Quelle est la différence entre DevOps, SRE et Platform Engineer ?
Le DevOps Engineer automatise et fluidifie les déploiements (CI/CD, IaC). Le SRE garantit la fiabilité des systèmes en production via des SLO et budgets d’erreur. Le Platform Engineer conçoit la plateforme interne (IDP) sur laquelle les développeurs s’appuient pour déployer de façon autonome. DevOps est le plus généraliste, SRE le plus orienté fiabilité, Platform Engineer le plus orienté expérience développeur.
Quel est le salaire d'un DevOps Engineer en France en 2026 ?
Un DevOps Engineer junior gagne entre 40 000 et 50 000 € brut à Paris. Un profil confirmé (2–5 ans) entre 50 000 et 65 000 €. Un senior (+5 ans) entre 65 000 et 85 000 €. Les experts avec forte expertise cloud et Kubernetes atteignent 100 000 à 110 000 € dans les scale-ups. Consultez notre grille des salaires IT.
Quel est le salaire d'un SRE en France en 2026 ?
Le SRE est généralement mieux rémunéré que le DevOps Engineer de niveau équivalent : junior entre 45 000 et 55 000 €, confirmé entre 58 000 et 72 000 €, senior entre 70 000 et 95 000 €. Ce différentiel de 15 à 25 % reflète la complexité du rôle et les astreintes associées.
Par quel métier commencer : DevOps, SRE ou Platform Engineer ?

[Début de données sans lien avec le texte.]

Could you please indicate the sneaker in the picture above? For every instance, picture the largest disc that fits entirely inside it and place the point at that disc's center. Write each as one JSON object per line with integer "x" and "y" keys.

La quasi-totalité des trajectoires commencent par le DevOps Engineering. C’est le rôle le plus accessible, avec la plus forte demande sur le marché. Après 3 à 5 ans d’expérience, une spécialisation vers le SRE (si attrait pour la fiabilité et la mesure) ou le Platform Engineering (si attrait pour l’expérience développeur) devient naturelle.
Ces trois métiers vont-ils fusionner à terme ?
Dans les grandes organisations, la spécialisation se renforce : on recrute des SRE dédiés, des équipes platform engineering distinctes. Dans les PME et les startups, un seul profil hybride couvre souvent les trois périmètres. La tendance 2026 est à la convergence des pratiques mais à la divergence des intitulés, lisez toujours la description de poste plutôt que le titre.